Shadow

Hari raya bertepatan hari jum’at, wajibkah sholat jum’ah? Simak penjelasannya dalam berbagai pendapat madzhab

Tafaqquh.com- Hari raya I’dul Adlha tahun ini bertepatan dengan hari Jum’at. Beredar pemahaman bahwa ketika hari raya jatuh pada hari jum’at maka gugur kewajiban jum’at.

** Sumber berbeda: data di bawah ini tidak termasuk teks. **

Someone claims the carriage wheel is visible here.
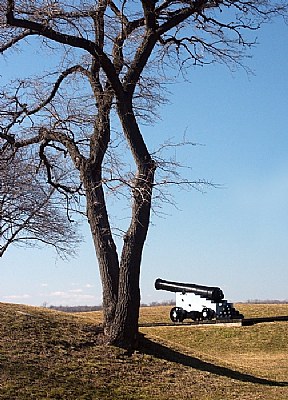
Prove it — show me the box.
[170,307,185,323]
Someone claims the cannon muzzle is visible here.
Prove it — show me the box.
[155,278,224,302]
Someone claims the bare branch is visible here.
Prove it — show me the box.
[0,146,82,258]
[0,29,33,53]
[5,0,125,98]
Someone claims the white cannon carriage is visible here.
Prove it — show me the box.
[155,278,243,323]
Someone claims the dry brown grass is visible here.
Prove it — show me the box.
[74,302,288,323]
[0,302,287,399]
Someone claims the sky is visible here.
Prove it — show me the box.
[1,16,288,307]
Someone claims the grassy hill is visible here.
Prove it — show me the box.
[0,303,287,399]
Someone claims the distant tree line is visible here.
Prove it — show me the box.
[245,299,288,304]
[48,299,288,313]
[48,305,103,313]
[48,300,176,313]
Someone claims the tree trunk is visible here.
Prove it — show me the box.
[82,163,119,332]
[108,161,155,348]
[81,96,155,349]
[109,249,142,348]
[84,159,155,349]
[98,99,156,349]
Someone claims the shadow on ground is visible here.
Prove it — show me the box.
[243,315,288,326]
[139,336,288,387]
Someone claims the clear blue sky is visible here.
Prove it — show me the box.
[1,19,288,307]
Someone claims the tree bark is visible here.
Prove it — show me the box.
[106,98,156,348]
[83,152,155,349]
[83,164,119,331]
[109,161,155,348]
[81,109,119,333]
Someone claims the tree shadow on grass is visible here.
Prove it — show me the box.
[139,335,288,387]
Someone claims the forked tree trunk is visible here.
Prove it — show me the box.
[84,158,155,349]
[105,98,156,348]
[83,165,120,331]
[81,95,155,349]
[109,163,155,348]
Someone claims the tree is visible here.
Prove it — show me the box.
[0,0,286,348]
[0,145,81,257]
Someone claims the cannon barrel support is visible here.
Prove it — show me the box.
[155,278,224,302]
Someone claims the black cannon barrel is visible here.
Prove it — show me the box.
[155,278,224,302]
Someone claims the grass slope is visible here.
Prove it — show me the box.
[0,303,287,399]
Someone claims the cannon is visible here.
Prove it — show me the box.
[155,278,243,323]
[155,278,224,302]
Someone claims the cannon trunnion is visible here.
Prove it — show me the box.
[155,278,243,323]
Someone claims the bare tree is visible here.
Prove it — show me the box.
[0,145,81,257]
[0,0,286,348]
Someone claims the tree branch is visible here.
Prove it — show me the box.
[5,0,125,99]
[2,65,88,135]
[0,29,34,53]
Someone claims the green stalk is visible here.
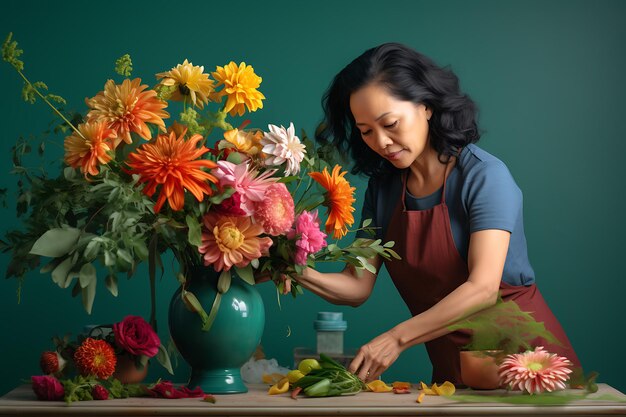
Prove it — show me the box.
[15,70,82,137]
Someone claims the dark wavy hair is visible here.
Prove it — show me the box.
[316,43,480,177]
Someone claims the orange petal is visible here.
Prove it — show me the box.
[366,380,393,393]
[268,377,289,395]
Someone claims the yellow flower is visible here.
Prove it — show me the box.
[85,78,169,146]
[223,128,264,156]
[212,62,265,116]
[156,59,215,109]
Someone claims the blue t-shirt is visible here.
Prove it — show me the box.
[356,144,535,286]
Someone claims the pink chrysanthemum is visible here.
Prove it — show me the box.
[213,161,277,215]
[198,212,273,271]
[287,210,327,265]
[253,183,294,236]
[498,346,573,394]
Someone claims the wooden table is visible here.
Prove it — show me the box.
[1,383,625,416]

Pemahaman ini tidak seluruhnya salah, namun perlu penjelasan lebih detail agar tidak mudah bagi kita untuk meninggalkan satu ibadah dengan hanya berdasar pada pemahaman yang tidak jelas sumbernya.

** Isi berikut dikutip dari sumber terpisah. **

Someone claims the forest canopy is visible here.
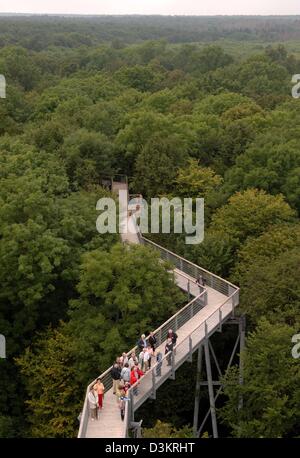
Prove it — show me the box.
[0,16,299,439]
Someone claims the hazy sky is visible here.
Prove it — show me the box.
[1,0,300,16]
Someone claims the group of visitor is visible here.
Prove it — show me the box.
[88,328,178,421]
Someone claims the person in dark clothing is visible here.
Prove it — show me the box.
[165,338,174,366]
[196,275,203,286]
[148,331,157,351]
[111,363,121,395]
[167,329,178,346]
[137,334,147,352]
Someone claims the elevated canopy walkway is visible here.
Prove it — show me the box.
[78,215,239,437]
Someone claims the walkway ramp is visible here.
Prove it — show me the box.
[79,233,239,438]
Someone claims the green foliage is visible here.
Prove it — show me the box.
[115,63,165,92]
[0,415,16,438]
[16,244,184,437]
[210,189,295,245]
[184,230,237,278]
[70,243,184,349]
[175,158,222,198]
[0,46,41,90]
[133,133,189,197]
[233,223,300,284]
[59,129,116,189]
[0,22,299,438]
[16,326,82,438]
[220,319,300,438]
[225,137,300,212]
[235,248,300,325]
[143,420,193,438]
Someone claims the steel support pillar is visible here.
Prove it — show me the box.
[204,339,218,438]
[238,315,246,410]
[196,315,246,438]
[193,345,203,437]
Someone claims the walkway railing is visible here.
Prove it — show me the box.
[141,236,238,301]
[78,275,207,438]
[78,229,239,438]
[126,289,239,431]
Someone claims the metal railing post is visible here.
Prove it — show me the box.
[130,389,135,423]
[79,234,240,438]
[175,315,178,332]
[170,351,176,380]
[218,308,222,332]
[151,371,156,400]
[158,328,162,346]
[187,280,191,302]
[189,336,193,362]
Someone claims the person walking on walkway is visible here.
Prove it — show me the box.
[165,338,174,366]
[138,348,146,371]
[137,334,147,352]
[88,386,99,421]
[196,274,203,286]
[111,363,121,395]
[167,329,178,346]
[146,344,154,370]
[119,388,129,421]
[121,363,131,383]
[94,378,105,410]
[124,381,130,396]
[115,380,125,403]
[128,352,138,369]
[143,346,151,371]
[148,331,157,351]
[155,348,163,376]
[130,363,144,395]
[120,352,129,367]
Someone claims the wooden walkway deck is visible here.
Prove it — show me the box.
[79,198,239,439]
[84,270,229,438]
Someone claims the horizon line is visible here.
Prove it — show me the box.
[0,13,300,18]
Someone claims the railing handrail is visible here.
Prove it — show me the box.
[78,280,207,436]
[141,235,238,291]
[170,267,198,285]
[124,288,239,428]
[84,287,206,392]
[78,211,239,437]
[128,289,238,393]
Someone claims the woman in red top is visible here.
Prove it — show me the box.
[130,363,144,395]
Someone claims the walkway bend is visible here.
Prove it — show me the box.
[78,226,239,438]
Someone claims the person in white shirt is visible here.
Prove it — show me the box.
[146,344,154,369]
[121,352,128,367]
[88,386,98,420]
[128,352,138,369]
[138,349,145,371]
[143,347,151,372]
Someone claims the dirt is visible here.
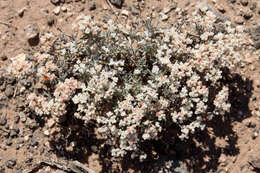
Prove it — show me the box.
[0,0,260,172]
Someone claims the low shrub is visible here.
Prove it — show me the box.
[7,5,247,161]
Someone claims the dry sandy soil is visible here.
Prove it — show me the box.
[0,0,260,172]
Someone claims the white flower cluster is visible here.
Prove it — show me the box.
[7,4,249,161]
[7,53,33,77]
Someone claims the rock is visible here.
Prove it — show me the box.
[61,6,67,12]
[24,24,40,46]
[197,2,229,21]
[216,4,225,13]
[252,130,259,139]
[18,8,25,17]
[249,155,260,169]
[89,1,96,11]
[14,115,20,124]
[0,55,7,61]
[24,135,30,141]
[161,14,169,21]
[20,79,31,88]
[0,76,4,85]
[250,2,257,11]
[47,119,55,128]
[109,0,122,7]
[5,158,16,169]
[245,121,257,128]
[0,166,5,172]
[243,9,253,20]
[10,127,20,138]
[51,0,60,5]
[24,157,33,164]
[235,16,244,24]
[53,6,61,15]
[230,0,236,3]
[250,25,260,49]
[232,156,237,163]
[44,130,50,136]
[131,7,140,15]
[20,113,27,123]
[90,145,98,153]
[6,76,16,85]
[250,26,260,39]
[0,116,7,126]
[30,138,39,147]
[26,119,38,129]
[163,3,177,14]
[121,10,129,17]
[240,0,248,6]
[255,41,260,49]
[47,15,55,26]
[5,86,14,98]
[6,140,12,146]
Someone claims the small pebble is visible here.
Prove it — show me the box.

Mengenai hukum jum’atan yang bertepatan pada hari raya, para ulama berbeda pendapat. Perbedaan tersebut dapat dijelaskan kurang lebih sebagai berikut.

Pendapat pertama;

Kewajiban jum’ah gugur dan dapat digantikan sholat dhuhur bagi masyarakat yang tinggal jauh dari tempat pelaksanaan jum’ah, sekiranya ia pulang dari melaksanakan sholat hari raya akan mendapatkan kesulitan (masyaqqoh) bila ia kembali lagi untuk melaksanakan sholat jum’ah.

Pendapat ini adalah pendapat madzhab Syafi’i dan juga pendapat mayoritas ulama’. Di antara sahabat yang berpendapat seperti ini adalah Utsman bin Affan dan Umar bin Abdul Aziz.

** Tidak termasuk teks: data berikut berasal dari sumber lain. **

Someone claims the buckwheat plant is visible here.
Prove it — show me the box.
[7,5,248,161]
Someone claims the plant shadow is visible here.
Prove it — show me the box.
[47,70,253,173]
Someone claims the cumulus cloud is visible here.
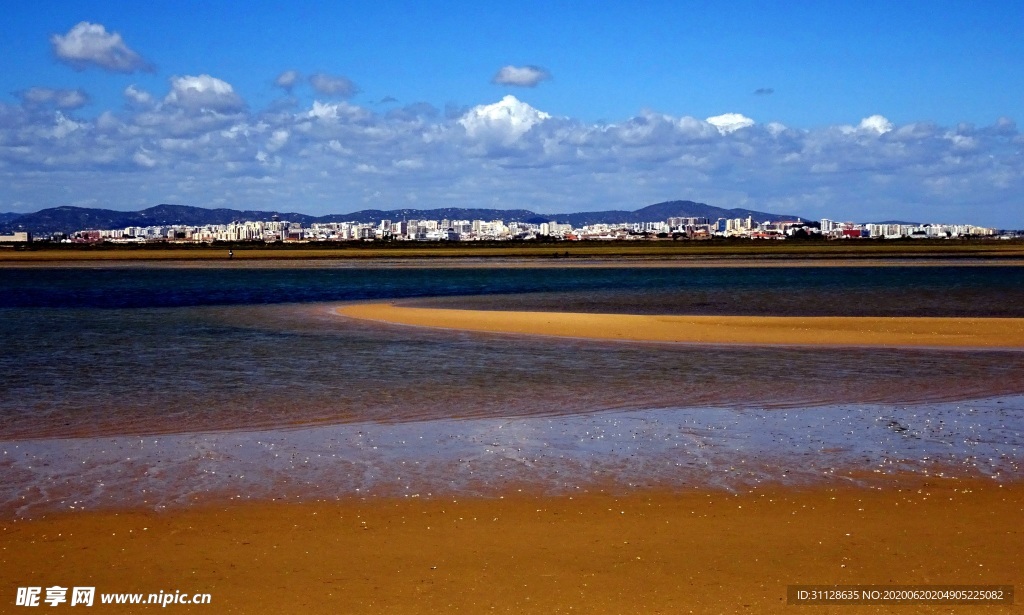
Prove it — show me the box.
[164,75,244,112]
[857,114,894,135]
[706,113,755,134]
[274,70,301,92]
[265,129,290,152]
[123,85,154,107]
[753,88,774,96]
[309,73,358,98]
[305,100,369,121]
[50,22,152,73]
[0,94,1020,227]
[17,87,90,109]
[459,95,551,145]
[132,149,157,168]
[491,65,552,87]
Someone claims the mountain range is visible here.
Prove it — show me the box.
[0,201,802,235]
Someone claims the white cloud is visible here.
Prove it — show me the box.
[123,85,154,107]
[49,112,87,139]
[274,70,301,91]
[945,132,977,151]
[857,115,894,135]
[305,100,369,121]
[0,96,1020,227]
[17,87,89,109]
[459,95,551,144]
[393,158,424,170]
[164,75,244,112]
[133,150,157,168]
[50,22,151,73]
[706,113,755,135]
[266,129,290,152]
[491,65,551,87]
[309,73,358,98]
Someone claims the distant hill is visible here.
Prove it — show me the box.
[0,205,322,235]
[318,208,542,225]
[0,200,801,235]
[546,200,799,227]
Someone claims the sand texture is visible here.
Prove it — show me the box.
[1,479,1019,613]
[338,303,1024,348]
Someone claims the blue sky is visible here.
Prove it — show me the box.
[2,0,1022,226]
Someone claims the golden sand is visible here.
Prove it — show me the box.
[338,303,1024,348]
[1,479,1019,613]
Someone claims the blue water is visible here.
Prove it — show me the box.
[4,265,1024,315]
[2,264,1023,515]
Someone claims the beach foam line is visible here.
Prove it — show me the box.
[337,303,1024,348]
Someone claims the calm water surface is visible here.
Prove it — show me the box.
[2,265,1022,515]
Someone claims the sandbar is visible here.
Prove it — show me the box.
[338,303,1024,348]
[1,478,1019,613]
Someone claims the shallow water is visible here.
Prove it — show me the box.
[3,302,1024,439]
[2,396,1021,517]
[2,265,1023,515]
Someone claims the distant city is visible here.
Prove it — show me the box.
[0,215,1001,245]
[0,198,1010,245]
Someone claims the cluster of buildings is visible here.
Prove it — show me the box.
[819,219,996,239]
[67,215,999,244]
[0,231,31,242]
[3,215,1000,244]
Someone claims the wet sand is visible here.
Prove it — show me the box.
[339,303,1024,348]
[2,478,1019,613]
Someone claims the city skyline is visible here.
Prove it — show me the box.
[2,1,1022,226]
[35,212,999,245]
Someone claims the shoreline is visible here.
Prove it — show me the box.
[338,303,1024,349]
[2,477,1019,613]
[5,256,1024,270]
[4,394,1021,515]
[4,243,1024,268]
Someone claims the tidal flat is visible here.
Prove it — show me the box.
[2,262,1022,612]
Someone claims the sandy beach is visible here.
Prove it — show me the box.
[8,272,1024,609]
[338,303,1024,348]
[2,477,1018,613]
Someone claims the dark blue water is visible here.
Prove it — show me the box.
[4,265,1024,316]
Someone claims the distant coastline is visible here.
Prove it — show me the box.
[3,238,1024,266]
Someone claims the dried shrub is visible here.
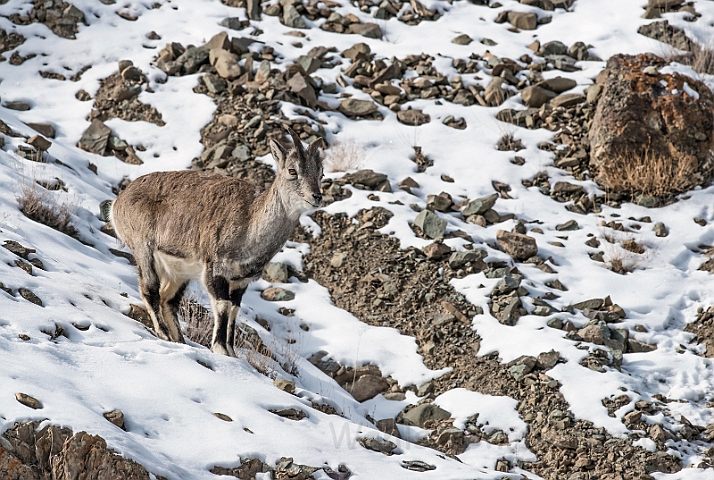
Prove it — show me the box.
[600,232,649,275]
[181,295,299,377]
[690,43,714,75]
[16,179,79,239]
[597,147,698,199]
[324,139,364,173]
[496,133,525,152]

Pendapat ini didasarkan pada atsar dari Sayyidina Utsman RA.

 قَالَ أَبُو عُبَيْدٍ ثُمَّ شَهِدْتُ الْعِيدَ مَعَ عُثْمَانَ بْنِ عَفَّانَ فَكَانَ ذَلِكَ يَوْمَ الْجُمُعَةِ فَصَلَّى قَبْلَ الْخُطْبَةِ ثُمَّ خَطَبَ فَقَالَ يَا أَيُّهَا النَّاسُ إِنَّ هَذَا يَوْمٌ قَدْ اجْتَمَعَ لَكُمْ فِيهِ عِيدَانِ فَمَنْ أَحَبَّ أَنْ يَنْتَظِرَ الْجُمُعَةَ مِنْ أَهْلِ الْعَوَالِي فَلْيَنْتَظِرْ وَمَنْ أَحَبَّ أَنْ يَرْجِعَ فَقَدْ أَذِنْتُ لَهُ

Wahai manusia, sungguh hari ini adalah hari yang di dalamnya berkumpul untuk kalian dua hari raya. Maka barang siapa yang senang untuk menunggu (dilaksanakannya) sholat jum’ah dari penduduk awali maka tunggulah! Dan siapa yang ingin pulang maka aku mengizinkannya.” (Shohih Bukhori no. 5251)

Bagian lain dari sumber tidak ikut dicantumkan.